You can report both of coefficients and interpret them with 0.7 as the critical value to determine whether the questionnaire has acceptable internal consistency.
Note: until now, you use all the questions in the questionnaire to summarize the data and the paired questions to get Cronbach’s alpha coefficient. But, for correlation study, multiple regression analysis and ANOVA, you should use the features (= items) as the variables, which are obtained by averaging the values of the paired questions, instead of raw results from the structured questions. For example, if you have 22 questions, including 2 paired questions, then you are really measuring 20 features (= 20 items). So, by averaging the values of the paired questions, you can get the values of 20 items.
4. Correlation analysis
Using the SAS code under “3. Pearson correlation” in Appendix 1 with data of the variables of features (= items), you can get the output like the following:
Pearson Correlation Coefficients, N = 100
Prob > |r| under H0: Rho=0
t1 t2 t3 ...
t1 1.00000 -0.86258 -0.26656 ( correlation coefficient (r)
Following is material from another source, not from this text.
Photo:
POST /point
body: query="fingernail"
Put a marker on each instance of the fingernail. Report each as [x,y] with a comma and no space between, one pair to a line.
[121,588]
0.0028 0.4881 ( p-value for the t-test
t2 -0.86258 1.00000 -0.18394
0.0028 0.6357
t3 -0.26656 -0.18394 1.00000
0.4881 0.6357
:
Each cell of the correlation matrix has two scores. The first score is the value of correlation coefficient (r), and the second score is p-value. The value of correlation coefficient (r) exists between -1 and +1, and p-value between 0 and 1. As the value of correlation coefficient (r) is near +1 or -1, the linear relationship between two features (= items) is strong in the positive direction or the negative direction. When p-value is less than 0.05, we can say that the linear relationship between two features (= items) exist. Thus, you should report the correlation matrix and interpret r-values and p-values to find which features ( = items) have linear relationship.
If you use the whole data of features, then you can get the relationship among features across the types of cell phone. But if you only use the data of features within a manufacturer, then you can get the relationship among features within a manufacturer.
5. ANOVA (with unbalanced design)
Using the SAS code under “5. ANOVA & LS means Analysis” in Appendix 1, you can get the following output. In ANOVA table, we can conclude whether there are differences among manufacturer and among feature (item), and whether there is the interaction effect between manufacturer and feature (item). In LS means analysis, we can see where the differences exist.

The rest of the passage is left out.